For this assignment we had to choose a poem and practice the five steps of close reading; identifying repetitions, strands, binary oppositions, an anomaly and finally select one of them to discuss in more detail. It has been a while since I last analyzed or read poetry, so this was a big challenge for me. Nevertheless, after doing the class exercise on Emily Dickinson’s poem “I’m ‘wife’–I’ve finished that”, I got a clearer image of the piece and what stood out for me was the questioning of the speaker’s identity through the use of quotations and what this tells the readers about the writer. The way this poem from the 1860s is written feels like a contemporary piece of self-reflection monologue, which I found very interesting.
Quotations as a form of questionning in Dickinson’s “I’m ‘wife’–I’ve finished that”
Emily Dickinson’s poem uses different literary resources to deconstruct the zeitgeist around women’s identity of her time. For the purposes of this close reading, I will focus specifically on the use of quotations as a form of questioning –and perhaps, mocking– identity labels and what they imply. The two words that the author quotes are “wife” and “woman”. “Wife” (Dickinson 1) is the second word that appears in the piece, right after “I’m” (Dickinson 1), and it’s also contained in the title. This is the theme and central idea of the dramatic monologue: What does it mean being a wife? The fact that “wife” comes right after “I’m”, without an “a”, makes an unfamiliar and powerful introduction of the speaker. Wife is used as a name, it is not just another social label or state of the being, such as being a student or a sister. By stating “I’m wife” (Dickinson 1), the speaker is reducing her whole identity to the role she chose to transform into. The words that come after, “–I’ve finished that–“ (Dickinson 1), support the culmination of other aspects of her identity. On the other hand, “Woman” (Dickinson 3) is used as a synonym for “wife” in the piece. By being compared to a high-level monarch, “I’m Czar–I’m ‘Woman’ now–“ (Dickinson 3), the metaphor seems to imply that being a wife is the ultimate goal and power position for a female-gendered human being of that time; Only by becoming a wife, a girl is transformed into a woman, according to the speaker.
Nevertheless, by the use of quotation marks around these specific words, the author is distancing herself from the ideals attached to them.

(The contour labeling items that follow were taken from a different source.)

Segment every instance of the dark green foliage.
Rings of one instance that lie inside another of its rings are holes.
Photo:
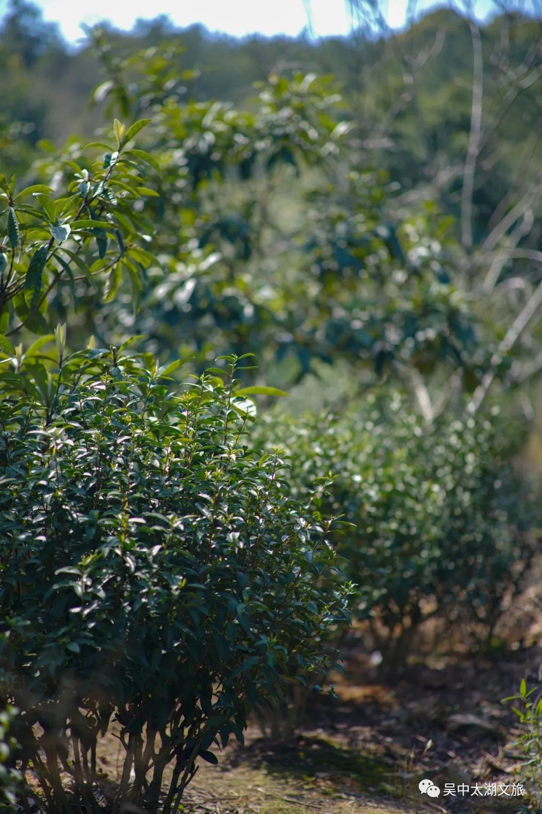
[[[19,745],[10,736],[10,724],[17,711],[9,706],[0,710],[0,812],[13,810],[15,792],[21,785],[20,772],[15,768]]]
[[[152,810],[173,760],[176,811],[197,755],[242,740],[281,681],[325,671],[323,637],[347,619],[348,586],[326,588],[331,523],[287,497],[276,453],[245,446],[254,405],[225,361],[226,383],[171,392],[154,364],[90,350],[61,361],[50,407],[1,403],[0,680],[49,812],[59,764],[89,803],[111,716],[117,807]]]
[[[537,547],[535,504],[509,462],[502,422],[427,427],[388,393],[267,427],[260,437],[290,457],[297,496],[314,477],[333,478],[323,510],[353,524],[336,545],[388,666],[404,661],[429,615],[475,623],[489,641]]]

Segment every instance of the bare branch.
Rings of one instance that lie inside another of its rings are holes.
[[[536,310],[542,303],[542,282],[539,282],[533,293],[531,295],[522,311],[516,317],[514,322],[506,332],[505,336],[499,343],[496,350],[493,353],[489,363],[489,368],[483,374],[482,381],[475,390],[472,398],[467,405],[467,412],[473,415],[478,412],[482,402],[488,394],[488,391],[493,383],[496,374],[496,370],[503,361],[508,352],[519,339],[522,332],[527,327],[528,322],[534,317]]]
[[[476,159],[479,152],[482,132],[482,99],[483,85],[483,55],[480,29],[473,20],[469,20],[472,39],[472,104],[470,132],[465,158],[463,188],[461,201],[461,239],[463,246],[472,247],[472,194],[475,187]]]

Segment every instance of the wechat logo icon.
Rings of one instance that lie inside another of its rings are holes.
[[[420,780],[418,788],[423,794],[427,794],[428,797],[438,797],[440,794],[440,790],[438,786],[435,786],[432,780]]]

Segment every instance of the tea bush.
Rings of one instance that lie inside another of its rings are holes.
[[[291,457],[297,497],[315,477],[333,479],[323,510],[353,524],[338,549],[360,589],[358,615],[392,668],[429,614],[475,622],[491,639],[535,545],[534,505],[496,420],[449,416],[428,427],[384,393],[265,427],[259,437]]]
[[[112,720],[113,810],[155,811],[172,761],[160,810],[178,811],[196,759],[242,742],[281,683],[325,673],[347,619],[350,588],[327,587],[332,521],[288,497],[276,453],[247,448],[262,388],[226,362],[228,381],[170,392],[146,354],[61,354],[48,405],[0,403],[0,694],[48,812],[96,809]]]
[[[0,711],[0,812],[13,810],[15,791],[20,786],[20,772],[14,768],[17,744],[10,737],[10,723],[15,711],[7,707]]]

Quotations tell us the meaning for these labels –as stated in the poem– don’t correspond to the writer’s opinion on the matter or personal identity, rather society’s expectations for a woman represented by the speaker, giving the piece a tone of verbal and structural irony. Quotations, therefore, are the key to question and revise everything the poem states with words, as well as a hint to reveal the persona created by the author is not Dickinson herself.